The pair spoke for 65 minutes Friday afternoon and were expected to continue negotiating.
Earlier this week, American Airlines Group Inc. and United Airlines Holdings Inc. said they would go forward with a total of more than 32,000 job cuts after lawmakers were unable to agree on a broad coronavirus-relief package. Both carriers said they would bring workers back if a deal is reached in the next few days.
Airlines received $25 billion in aid under the Cares Act passed in March. A stipulation of that aid was that the carriers couldn’t lay off or furlough any workers before Oct. 1.
Airlines had hoped they would be on firmer footing by the time that assistance ran out, but travel demand hasn’t bounced back. The companies have warned for months that they would need to cut staff when that date arrived unless they received another $25 billion to cover salaries and benefits through the end of March.
Lawmakers in both the House and Senate have worked on legislation targeting the airlines industry directly. Democrats said the Republican opposition Friday to extending the airline aid would imperil the livelihoods of airline workers.
“They don’t know how they’re going to make ends meet, feed their kids or anything else. All because the Republicans in the House of Representatives would not agree,” said Rep. Peter DeFazio (D., Ore.), chairman of the House Transportation and Infrastructure Committee.
A House Republican aide said Republicans hadn’t vetted the bill Democrats sought to pass and argued that the House should have advanced a separate airlines bill with bipartisan support.
Two bills introduced last month but not yet voted on in the Senate or House would extend about $25 billion to airlines, specifying that most of the money come from unused allocations previously approved by Congress. The legislation Democrats put forward Friday didn’t include measures to repurpose existing funds.
The airlines’ planned cuts have put more pressure on lawmakers who have negotiated on and off for months over an aid package that could include relief for airlines and other hard-hit industries like restaurants and small businesses. With fresh signs that the economic recovery is lagging without additional federal aid, Mrs. Pelosi and Mr. Mnuchin recently restarted negotiations on a new aid package after weeks of stalemate between the two sides.
Mrs. Pelosi said on MSNBC earlier Friday that the sides were moving closer to reaching a broader agreement.
“I think we’re coming to terms in terms of the money on crushing the virus, finally. But it’s the language that is important.…Some of our work that we’re continuing is to make sure that they agree to the language for a strategic plan,” Mrs. Pelosi said.
The House passed a $2.2 trillion bill Thursday, as Democrats largely coalesced around an updated proposal that still lacks Republican support. That Democratic bill, which would reinstate a lapsed $600 weekly supplement to unemployment benefits and provide another $1,200 direct check to many Americans, is a large reduction from a previous $3.5 trillion proposal.
Mr. Mnuchin put forward a $1.6 trillion offer to Mrs. Pelosi earlier this week, a small increase from the $1.5 trillion the administration had previously indicated it could support. The Trump administration’s proposal included aid for small businesses and airlines. Mrs. Pelosi and Mr. Mnuchin have agreed that the next bill should include another round of direct government checks to individuals and families.

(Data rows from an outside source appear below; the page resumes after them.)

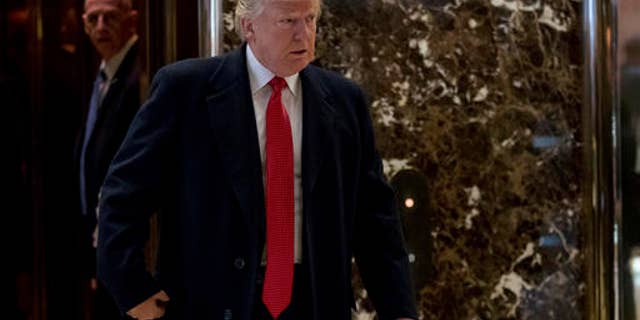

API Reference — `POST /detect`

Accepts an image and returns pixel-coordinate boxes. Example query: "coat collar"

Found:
[206,44,334,232]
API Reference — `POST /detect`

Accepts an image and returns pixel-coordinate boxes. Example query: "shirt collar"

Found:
[247,45,300,96]
[100,34,138,81]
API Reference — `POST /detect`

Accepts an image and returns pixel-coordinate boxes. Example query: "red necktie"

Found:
[262,77,294,319]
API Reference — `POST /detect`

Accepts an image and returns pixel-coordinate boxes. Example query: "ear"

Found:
[240,18,255,42]
[129,10,138,32]
[82,13,91,35]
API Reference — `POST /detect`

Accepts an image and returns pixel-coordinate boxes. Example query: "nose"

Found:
[293,19,314,40]
[95,13,106,29]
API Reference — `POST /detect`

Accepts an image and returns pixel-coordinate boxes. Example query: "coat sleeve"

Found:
[97,69,178,313]
[353,85,417,320]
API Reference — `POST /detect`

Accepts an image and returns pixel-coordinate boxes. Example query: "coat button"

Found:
[233,258,245,270]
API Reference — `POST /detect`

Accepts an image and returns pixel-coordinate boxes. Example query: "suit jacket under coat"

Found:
[98,45,415,320]
[74,43,141,228]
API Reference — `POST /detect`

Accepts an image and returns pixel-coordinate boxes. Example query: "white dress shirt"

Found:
[246,45,302,263]
[100,34,138,98]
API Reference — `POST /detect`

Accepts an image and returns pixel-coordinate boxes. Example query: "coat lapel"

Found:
[207,46,265,238]
[300,67,335,198]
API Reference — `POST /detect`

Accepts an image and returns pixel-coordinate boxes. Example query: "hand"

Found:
[127,291,170,320]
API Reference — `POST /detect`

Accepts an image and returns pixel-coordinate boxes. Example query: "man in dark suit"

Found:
[75,0,141,319]
[98,0,417,320]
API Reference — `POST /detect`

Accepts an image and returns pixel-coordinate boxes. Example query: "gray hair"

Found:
[233,0,322,40]
[84,0,133,12]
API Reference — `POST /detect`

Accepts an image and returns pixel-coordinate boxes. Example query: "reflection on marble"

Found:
[224,0,585,319]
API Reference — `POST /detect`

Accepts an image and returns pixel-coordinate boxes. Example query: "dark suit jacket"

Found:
[98,46,415,320]
[74,43,141,274]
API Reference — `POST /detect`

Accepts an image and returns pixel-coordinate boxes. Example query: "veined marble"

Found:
[224,0,585,320]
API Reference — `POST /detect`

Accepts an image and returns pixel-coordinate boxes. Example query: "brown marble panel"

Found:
[224,0,585,319]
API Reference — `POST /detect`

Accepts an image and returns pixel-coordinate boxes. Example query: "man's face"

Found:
[242,0,320,77]
[82,0,136,60]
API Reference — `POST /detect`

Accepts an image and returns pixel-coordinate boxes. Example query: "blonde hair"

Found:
[233,0,322,40]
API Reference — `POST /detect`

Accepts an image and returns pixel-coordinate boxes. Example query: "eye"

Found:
[87,13,98,24]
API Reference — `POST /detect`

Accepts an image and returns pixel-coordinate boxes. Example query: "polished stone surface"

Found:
[224,0,585,319]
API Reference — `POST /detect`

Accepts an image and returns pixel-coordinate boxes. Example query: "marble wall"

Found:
[223,0,585,320]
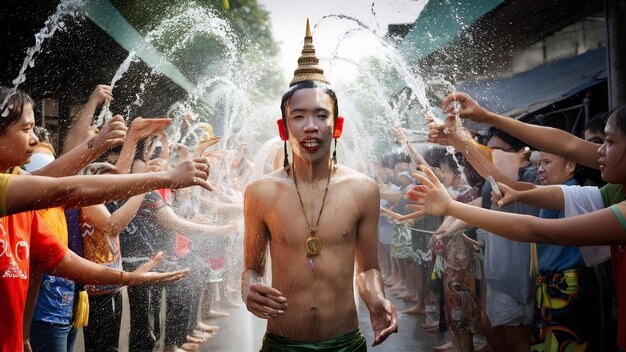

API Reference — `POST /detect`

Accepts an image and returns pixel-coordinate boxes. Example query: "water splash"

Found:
[95,51,137,126]
[0,0,84,117]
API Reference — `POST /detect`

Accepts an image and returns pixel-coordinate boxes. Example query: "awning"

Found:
[457,48,607,117]
[398,0,503,64]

In a letter to House Democrats on Friday, Mrs. Pelosi outlined five areas where Republicans and Democrats continue to disagree. She said disputes remained on jobless aid, money for state and local governments, tax credits for children, virus testing, and other funding priorities.
“We are expecting a response from the White House on these areas and others with more detail. In the meantime, we continue to work on the text to move quickly to facilitate an agreement,” Mrs. Pelosi said.